And that was another thing. The school might have come across as ancient as my great-grandma, but its insides were jazzed up to be almost bearable.

A balding, bony man wearing tiny spectacles and a suit had answered the door. His badge read ‘Mr. Hopkins’. He told the clerk (once she explained why I was late) “I’ll take it from here.” And with one skeletal, withered hand, he had clutched my shoulder and led me into the classroom.

So here I was, feeling extremely embarrassed, as Mr. Hopkins introduced me to the class.

“This is Max Henderson, everybody, I hope you make him feel welcome.”

The cold, icy stares pretty much gave me an impression that I wasn’t going to get a warm welcome.

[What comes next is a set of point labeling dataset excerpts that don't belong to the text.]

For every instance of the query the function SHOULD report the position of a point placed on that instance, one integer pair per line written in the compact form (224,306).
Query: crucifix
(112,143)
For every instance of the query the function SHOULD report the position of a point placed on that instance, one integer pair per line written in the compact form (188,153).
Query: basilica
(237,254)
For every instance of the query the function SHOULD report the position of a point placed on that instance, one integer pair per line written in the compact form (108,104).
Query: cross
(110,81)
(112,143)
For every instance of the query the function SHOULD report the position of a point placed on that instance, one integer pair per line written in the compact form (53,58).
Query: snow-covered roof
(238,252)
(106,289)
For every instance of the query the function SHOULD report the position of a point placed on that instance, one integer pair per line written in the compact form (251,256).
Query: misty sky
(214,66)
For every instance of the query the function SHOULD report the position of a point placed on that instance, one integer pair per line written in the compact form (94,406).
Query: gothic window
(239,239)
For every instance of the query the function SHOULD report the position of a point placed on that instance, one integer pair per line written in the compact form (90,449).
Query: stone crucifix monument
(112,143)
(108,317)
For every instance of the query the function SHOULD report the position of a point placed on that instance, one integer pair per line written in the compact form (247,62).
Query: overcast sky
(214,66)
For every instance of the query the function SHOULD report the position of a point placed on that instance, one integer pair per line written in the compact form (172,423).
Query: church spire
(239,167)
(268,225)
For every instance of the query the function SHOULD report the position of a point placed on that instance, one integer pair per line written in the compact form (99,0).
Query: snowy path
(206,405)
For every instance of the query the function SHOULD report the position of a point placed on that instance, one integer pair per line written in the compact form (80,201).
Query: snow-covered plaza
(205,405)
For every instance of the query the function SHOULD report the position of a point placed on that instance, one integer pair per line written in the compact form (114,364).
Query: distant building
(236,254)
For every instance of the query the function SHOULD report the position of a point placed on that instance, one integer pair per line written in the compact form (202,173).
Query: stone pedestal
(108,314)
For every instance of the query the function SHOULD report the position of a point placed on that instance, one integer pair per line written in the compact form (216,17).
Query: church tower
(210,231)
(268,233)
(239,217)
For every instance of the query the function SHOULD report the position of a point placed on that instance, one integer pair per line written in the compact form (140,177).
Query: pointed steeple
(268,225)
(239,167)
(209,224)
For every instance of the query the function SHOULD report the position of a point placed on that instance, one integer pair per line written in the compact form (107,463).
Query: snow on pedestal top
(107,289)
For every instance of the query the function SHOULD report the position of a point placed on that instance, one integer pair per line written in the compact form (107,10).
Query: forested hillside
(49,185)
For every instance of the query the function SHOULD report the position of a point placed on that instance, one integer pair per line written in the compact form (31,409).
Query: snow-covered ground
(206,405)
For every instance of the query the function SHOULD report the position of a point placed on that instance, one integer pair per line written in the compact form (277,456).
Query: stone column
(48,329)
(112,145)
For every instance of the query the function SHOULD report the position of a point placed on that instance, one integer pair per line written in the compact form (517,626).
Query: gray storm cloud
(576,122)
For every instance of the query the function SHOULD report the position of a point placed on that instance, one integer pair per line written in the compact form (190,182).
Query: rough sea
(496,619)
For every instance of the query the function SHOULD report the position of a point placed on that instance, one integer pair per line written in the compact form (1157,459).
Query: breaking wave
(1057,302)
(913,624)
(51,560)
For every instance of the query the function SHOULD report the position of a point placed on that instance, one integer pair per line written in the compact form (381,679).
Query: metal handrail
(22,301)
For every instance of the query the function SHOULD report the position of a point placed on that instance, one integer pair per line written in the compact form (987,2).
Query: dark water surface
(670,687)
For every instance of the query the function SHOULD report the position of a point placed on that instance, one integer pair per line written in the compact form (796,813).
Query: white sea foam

“So, Max, do you want to tell us a bit about yourself?”
I shook my head violently.
“Come on Max, no need, no need to be shy! We’re all friends here.”
I seriously doubted that.
“Um,” was the word that escaped my lips. I hated public speaking. I focused on the wall behind the rows of students so I could pretend they weren’t glaring at me.

“I moved here from the city,” I managed to mumble.

“That’s fantastic, Max!” beamed Mr. Hopkins. I was amazed that someone so elderly could be so energetic and positive. “Any reason why? You don’t have to tell us if you don’t want to.”

I felt it oddly rude for a teacher to ask such a thing. Hadn’t he heard of privacy? But I thought about it harder, and a sudden idea made up my decision to answer his stupid question.

“Uh—yeah. My grandpa, Ronald Grim, died a few weeks ago.”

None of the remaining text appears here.